The following Environment practice note Produced in partnership with Phlorum Limited provides comprehensive and up to date legal information covering:
‘Invasive species’ are those plants and animals that have the potential to occupy land, spread or grow in a manner that could constitute a nuisance or other cost impact.
In terms of property transactions, it is usually Invasive Non-Native Species (INNS) that are of concern. These are plants and animals that have been introduced to an area outside of their normal geographic range and which can cause a detrimental impact on native flora and/or fauna or cause significant environmental or economic costs.

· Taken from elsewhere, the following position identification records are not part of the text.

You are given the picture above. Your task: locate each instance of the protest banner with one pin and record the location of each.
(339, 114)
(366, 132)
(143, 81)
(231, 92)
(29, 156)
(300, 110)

For more information, see Practice Note: Invasive species—regulation and offences.
Injurious weeds are native or naturalised species that are invasive and are prescribed in the Weeds Act 1959 (WA 1959):
common ragwort (Senecio jacobea)
broad-leaved dock (Rumex obtusifolius)
curled dock (Rumex crispus)
creeping or field thistle (Cirsium arvense)
spear thistle (Cirsium vulgare)
For more information, see Practice Note: Injurious weeds—regulation and offences.
Most weeds and invasive species will not adversely affect property transactions. However, some INNS can cause property blight and diminution in value effects.
If INNS are present on a property and there is potential for them to spread onto adjacent property, then this could constitute a risk of future private nuisance claims or prosecution under Wildlife and Countryside Act 1981, the Infrastructure Act 2015 (InA 2015) and/or the Anti-social Behaviour, Crime and Policing Act 2014 (ABCPA 2014).